Konseling seksual modern mengatakan bahwa kesepian dan kegelisahan manusia (laki-laki/wanita) adalah “kesepian genitalia– kegelisahan kelamin.” Namun pandangan ini terlalu picis karena mengidentikan manusia hanya sebatas “alat kelamin” padahal manusia adalah sebuah totalitas jiwa dan raga.
Kegelisahan eksistensial ini selalu mencari hingga menemukan “tempat teduh amannya” antara lain: Teman (biasa-biasa saja): orang yang dipertemukan bersama karena mengerjakan hal yg sama secara bersama-sama. Ada teman sekolah atau teman seperjalanan dalam bis. Di sini, orang hanya memperhatikan teman seadanya, sepintas kilas saja. Biarpun begitu, tiada alasan untuk meremehkan relasi antar teman. Relasi antar teman adalah wadah persemaian benih-benih persahabatan.
                Sahabat (lebih dari biasa-biasa): orang yang terlibat dalam hidup orang lain – saling terlibat dalam suka duka hidup, saling memperhatikan satu sama lain. Pengetahuan, pengalaman, perhatian, mereka bagikan satu sama lain. Relasi antar sahabat memungkinkan orang untuk berinteraksi dalam segala sesuatu kecuali soal saling menghina atau saling mencela. Persahabatan berdampak posetif dan negative. Secara posetif, persahabatan sejati dapat memperluas pandangan dan memperluas ruang lingkup gerak dan hubungan antar pribadi di tengah masyarakat. Secara negative, persahabatan picis dapat menyebabkan kemandegan dalam perkembangan, ketertutupan terhadap lingkungan yang lebih luas karena ada sikap “posesif ekslusif”.
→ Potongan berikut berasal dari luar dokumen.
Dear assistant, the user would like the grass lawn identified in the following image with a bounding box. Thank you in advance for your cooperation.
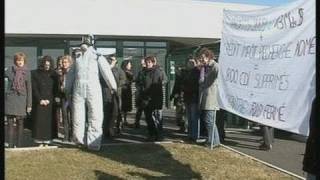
[5,143,298,180]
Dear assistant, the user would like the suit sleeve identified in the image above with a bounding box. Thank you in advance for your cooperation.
[203,63,219,88]
[97,55,117,91]
[31,71,41,103]
[26,71,32,108]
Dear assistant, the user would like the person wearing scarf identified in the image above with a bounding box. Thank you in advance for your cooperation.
[5,52,32,148]
[198,48,220,149]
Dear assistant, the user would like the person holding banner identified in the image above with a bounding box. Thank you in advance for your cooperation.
[303,97,320,179]
[198,48,220,148]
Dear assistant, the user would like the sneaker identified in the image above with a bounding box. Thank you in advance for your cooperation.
[88,145,100,151]
[259,143,272,151]
[204,143,220,149]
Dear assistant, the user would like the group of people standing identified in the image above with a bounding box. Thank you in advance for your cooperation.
[170,47,221,148]
[4,35,170,150]
[4,36,139,150]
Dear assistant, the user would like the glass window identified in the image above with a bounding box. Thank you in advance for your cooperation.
[5,46,38,70]
[123,41,144,47]
[95,41,116,46]
[123,48,144,77]
[146,42,167,47]
[69,40,82,46]
[96,48,116,56]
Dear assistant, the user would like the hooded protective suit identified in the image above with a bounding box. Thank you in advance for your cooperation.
[72,45,117,150]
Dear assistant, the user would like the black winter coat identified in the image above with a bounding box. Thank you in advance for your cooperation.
[121,70,133,112]
[101,67,126,103]
[182,67,200,105]
[141,67,163,110]
[303,97,320,177]
[31,69,58,141]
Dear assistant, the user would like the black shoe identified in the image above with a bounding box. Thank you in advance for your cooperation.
[123,121,129,126]
[135,123,140,129]
[178,127,186,133]
[155,135,164,142]
[146,136,156,142]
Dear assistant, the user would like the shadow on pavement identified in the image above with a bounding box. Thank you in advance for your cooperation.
[87,143,202,179]
[94,170,124,180]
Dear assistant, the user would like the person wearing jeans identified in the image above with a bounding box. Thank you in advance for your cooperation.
[185,103,200,140]
[198,47,220,149]
[182,56,201,141]
[201,110,220,147]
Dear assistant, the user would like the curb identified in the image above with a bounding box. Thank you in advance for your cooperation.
[101,140,184,146]
[220,144,305,180]
[5,146,59,151]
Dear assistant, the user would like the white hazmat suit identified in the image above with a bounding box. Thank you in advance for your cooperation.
[72,45,117,150]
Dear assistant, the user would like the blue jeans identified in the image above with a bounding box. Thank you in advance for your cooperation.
[201,110,220,146]
[306,173,317,180]
[185,103,200,140]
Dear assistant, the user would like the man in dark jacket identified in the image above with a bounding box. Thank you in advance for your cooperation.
[170,66,187,132]
[141,56,163,141]
[303,97,320,179]
[151,57,167,132]
[101,54,126,137]
[134,58,146,128]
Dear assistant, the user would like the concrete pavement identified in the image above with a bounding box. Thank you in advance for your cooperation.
[15,109,307,178]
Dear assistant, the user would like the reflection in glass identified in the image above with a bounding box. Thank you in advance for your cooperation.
[123,41,144,47]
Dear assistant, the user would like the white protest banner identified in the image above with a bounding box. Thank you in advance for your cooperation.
[217,0,315,136]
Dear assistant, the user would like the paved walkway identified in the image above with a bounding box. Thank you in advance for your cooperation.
[18,109,307,178]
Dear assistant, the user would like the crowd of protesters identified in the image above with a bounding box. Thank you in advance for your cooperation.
[170,48,221,148]
[3,46,243,149]
[3,42,319,178]
[3,36,169,149]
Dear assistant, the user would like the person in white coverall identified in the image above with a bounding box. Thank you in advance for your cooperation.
[72,35,117,151]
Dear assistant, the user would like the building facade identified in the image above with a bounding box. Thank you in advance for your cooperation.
[5,0,266,109]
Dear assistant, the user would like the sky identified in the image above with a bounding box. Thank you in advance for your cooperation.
[197,0,298,6]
                Kekasih (luar biasa biasa di luarkeluarkan perbendaharaan satu demi satu): hubungan antar dua manusia menjadi kekasih ketika mereka saling terpikat lalu saling terikat satu sama lain. Mereka bisa hanyut dan tenggelam dalam pengaruh psikoseksual pada dirinya maupun pada yang lain. Daya tarik dan interaksi seksual, berkencan yang direncanakan baik dalam tindakan nyata maupun dalam khayalan, semunya adalah tanda-tanda hubungan antar manusia yang lebih dari sekedar relasi dekat sebagai sahabat melainkan sebagai kekasih. Tidak ada yang dapat mengganggu relasi kasih ini kecuali ketidakjujuran dan ketidaksenonohan seksual.
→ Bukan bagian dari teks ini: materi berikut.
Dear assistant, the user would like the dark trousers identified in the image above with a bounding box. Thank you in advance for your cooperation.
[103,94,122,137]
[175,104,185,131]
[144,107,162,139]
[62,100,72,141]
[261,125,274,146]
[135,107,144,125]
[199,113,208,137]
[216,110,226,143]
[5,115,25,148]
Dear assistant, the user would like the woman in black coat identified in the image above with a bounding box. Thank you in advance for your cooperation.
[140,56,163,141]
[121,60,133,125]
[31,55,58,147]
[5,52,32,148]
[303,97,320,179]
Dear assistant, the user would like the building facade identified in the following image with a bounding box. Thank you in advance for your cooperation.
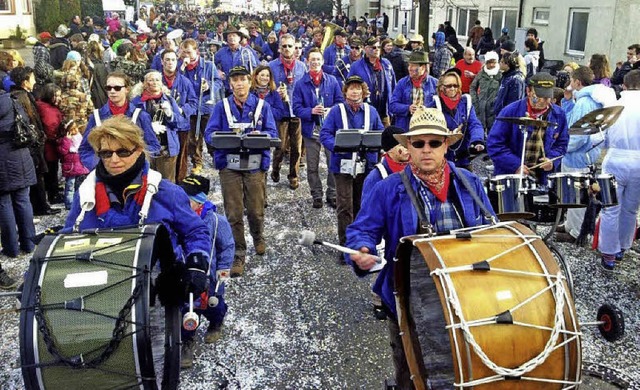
[0,0,35,39]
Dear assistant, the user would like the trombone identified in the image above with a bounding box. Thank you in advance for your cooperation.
[335,58,350,82]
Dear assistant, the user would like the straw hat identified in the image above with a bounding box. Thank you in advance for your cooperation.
[393,34,408,46]
[408,33,424,44]
[394,107,463,147]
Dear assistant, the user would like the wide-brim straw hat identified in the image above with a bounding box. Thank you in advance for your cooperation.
[393,34,408,46]
[394,107,463,147]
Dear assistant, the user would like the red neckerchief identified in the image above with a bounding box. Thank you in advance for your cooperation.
[526,98,550,119]
[280,55,296,84]
[141,91,162,102]
[336,42,345,49]
[186,56,199,71]
[163,72,176,89]
[346,98,362,113]
[411,160,450,202]
[371,57,382,71]
[439,92,461,111]
[95,175,148,215]
[411,73,427,88]
[109,100,129,116]
[309,70,323,87]
[194,203,204,216]
[384,154,409,173]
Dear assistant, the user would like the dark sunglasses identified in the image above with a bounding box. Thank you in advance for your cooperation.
[281,44,294,48]
[97,148,136,159]
[443,84,459,89]
[105,85,126,91]
[352,46,362,50]
[410,139,445,149]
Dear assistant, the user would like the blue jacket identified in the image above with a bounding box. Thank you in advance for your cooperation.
[493,68,526,116]
[204,94,278,171]
[323,43,351,78]
[80,103,162,170]
[178,57,223,116]
[319,103,384,173]
[63,163,211,263]
[487,99,569,179]
[348,57,396,117]
[268,58,307,118]
[215,46,259,92]
[345,163,495,317]
[390,75,439,131]
[130,95,184,157]
[361,157,392,205]
[163,72,198,130]
[292,72,344,138]
[428,95,485,167]
[252,89,286,122]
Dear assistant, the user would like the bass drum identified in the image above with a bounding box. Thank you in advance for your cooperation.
[394,222,581,389]
[20,224,181,390]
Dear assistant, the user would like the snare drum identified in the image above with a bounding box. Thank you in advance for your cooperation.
[548,173,589,208]
[487,174,536,220]
[594,174,618,207]
[20,224,181,390]
[394,222,581,389]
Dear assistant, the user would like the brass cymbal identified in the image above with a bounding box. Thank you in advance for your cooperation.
[496,116,557,128]
[569,106,624,135]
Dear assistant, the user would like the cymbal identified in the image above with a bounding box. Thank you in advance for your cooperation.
[496,116,557,128]
[569,106,624,135]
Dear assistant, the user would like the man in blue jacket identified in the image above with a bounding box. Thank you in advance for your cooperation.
[204,66,277,277]
[487,72,569,185]
[346,107,495,388]
[322,28,351,81]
Aku Mencintaimu dan Aku Jatuh Cinta Padamu”. Ada orang yang sulit menerima ungakapan-ungkapan ini, dan ada pula orang yang sulit mengungkapkannya. Apakah ada perbedaan mendasar di antara dua ekspresi ini. Sampai dengan saat ini kedua ungkapan ini dipandang sama saja. Pada moment ‘kasihsayang’ ini saya coba membuat suatu analisis kecil yang kiranya bisa membantu ‘mereka yang mabuk asmara’ dan kaum muda pada umumnya dalam menyimak ungkapan-ungkapan yang lahir di kala ada dalam relasi cinta sehingga tidak salah “berlaku.”
                Ungkapan “aku mencintaimu” mengandung beberapa pengertian yakni: a) cinta sebagai kewajiban; b) cinta sebagai perasaan; c) cinta sebagai sesuatu yang dilakukan demi seseorang karena itu amat bernilai baginya.
                Bila cinta diartikan sebagai kewajiban maka: “aku mencintaimu” sama artinya dengan saya bertanggungjawab atas dirimu dan aku harus melakukan kewajiban moralku, memenuhi atau menunaikan tanggungjawabku.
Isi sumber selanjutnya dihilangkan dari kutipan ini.